How to get through a locked door with no visible locking mechanism? But more importantly, why was there a door with no locking mechanism sealing off her mind? He was no stranger to these techniques. Even if there was a door here, he should've been able to get easily through it. What was protecting her? And from what?
"Rose?"
She was asleep. He knocked on the door.
"Ow!" Bolt upright and holding her head, she cut the connection between them so abruptly, he jumped back. Eyes wide, she was staring at him with a look of startled anger. "What the hell did you do that for!"
"Do what?"
"I..." The anger faded to confusion. Still holding her head, she frowned. "I don't know. What did you do?"
He shook his head slightly, just as confused. "I didn't do anything. Nothing that should've hurt."
"No, it didn't hurt. It just..." She frowned deeply, shaking her head. "I don't know. But whatever it was, I'm wide awake now."
He stared, curious, thinking but not moving. What had that startled her so much? It was like every alarm in her brain triggered at once when he'd knocked.
"Are you okay?"
"Yeah, I think so." She rubbed her eyes, then her chest. "Heart is beating really fast."
"Massive shot of adrenaline."
"Why? What exactly were you doing in my head?"

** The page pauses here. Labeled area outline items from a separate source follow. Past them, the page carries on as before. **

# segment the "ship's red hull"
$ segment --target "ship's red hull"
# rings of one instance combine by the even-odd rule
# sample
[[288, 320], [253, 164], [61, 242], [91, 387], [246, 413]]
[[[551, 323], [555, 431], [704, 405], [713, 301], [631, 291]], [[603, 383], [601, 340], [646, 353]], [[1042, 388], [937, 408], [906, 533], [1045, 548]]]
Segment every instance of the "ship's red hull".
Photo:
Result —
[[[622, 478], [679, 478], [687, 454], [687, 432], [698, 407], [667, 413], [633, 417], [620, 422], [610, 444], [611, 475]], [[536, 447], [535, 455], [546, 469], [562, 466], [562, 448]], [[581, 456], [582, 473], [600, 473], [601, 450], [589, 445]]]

"I wasn't doing anything; I wasn't even there yet."
"Oh." She looked around, then back at him, eyeing him warily. "Are you gonna try again?"
"Will you let me?"
"Yes. But. Can you warn me before you do anything that's going to scare the living daylights out of me?"
He nodded. "I promise."
Moving a bit closer, he placed his hands gently on either side of her head. "Try and relax. This won't hurt."
"Mmm hmm."
Again through the emptiness, and again to that door - huge and airtight, like the hull of a massive ship with no external oxygen barrier. He approached it slowly, searching the edges of it, looking for any sign of how to get through. But why was it there? How was it here?
"Rose?"
"Yeah?"
"What are you thinking right now?"
"What?"
"Right now, this very moment, the first thing that comes to your mind is...?"
"I wonder how this is going to feel."
The free admission of her thoughts should've flung that door wide open. Instead, it stood sealed between them, keeping him in the dark.
"That is strange."
"What is?"
"Your mind. It's like it's locked."
"What does that mean?"
"Means I can't get in. Are you afraid?"
"Of what?"
"Of anything. Anything at all, right this minute."
"No."
"So why is your mind locked down so tight?"

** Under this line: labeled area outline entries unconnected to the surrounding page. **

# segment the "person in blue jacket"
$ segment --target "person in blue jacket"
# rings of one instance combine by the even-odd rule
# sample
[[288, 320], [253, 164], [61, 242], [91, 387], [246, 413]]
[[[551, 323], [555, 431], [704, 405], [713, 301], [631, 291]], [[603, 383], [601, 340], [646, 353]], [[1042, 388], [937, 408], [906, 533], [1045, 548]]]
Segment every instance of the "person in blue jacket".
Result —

Slowly, he let his hands fall, severing the link. She looked up at him curiously as they sat still for a moment, eye to eye.
"A great big door like that, you couldn't put that there." He looked over his shoulder. "That's the Tardis."
"What do you mean?"
"She's protecting you. Shielding your mind."
"From what?"
"Anything trying to get in."
"Like you?"
"Not specifically me. Can't be. I'm not a threat to you, she knows that. She doesn't need to protect you from me."
"So... the door gets locked to everyone and that means you too?"
"Yeah."
"So how do I open it?"
That was a very good question. It was the obvious solution; she would have to open it from the inside. But that would require a language of communication that she hadn't ever been taught. Human beings could be telepathic, to a limited extent, but it took years and years to teach them even the basics. If he could open the link and invite her through it, she could come and go back and forth. But as far as her opening it...
"You can't," he concluded. "I'll have to do it. Come on."
He sprang to his feet, offering a hand down to her. She took it and he pulled her up before grabbing his coat off the sand and shaking it out.
"Where are we going?"
"Somewhere safe," he answered as he stepped inside the Tardis and closed the doors behind them. "And somewhere with oxygen."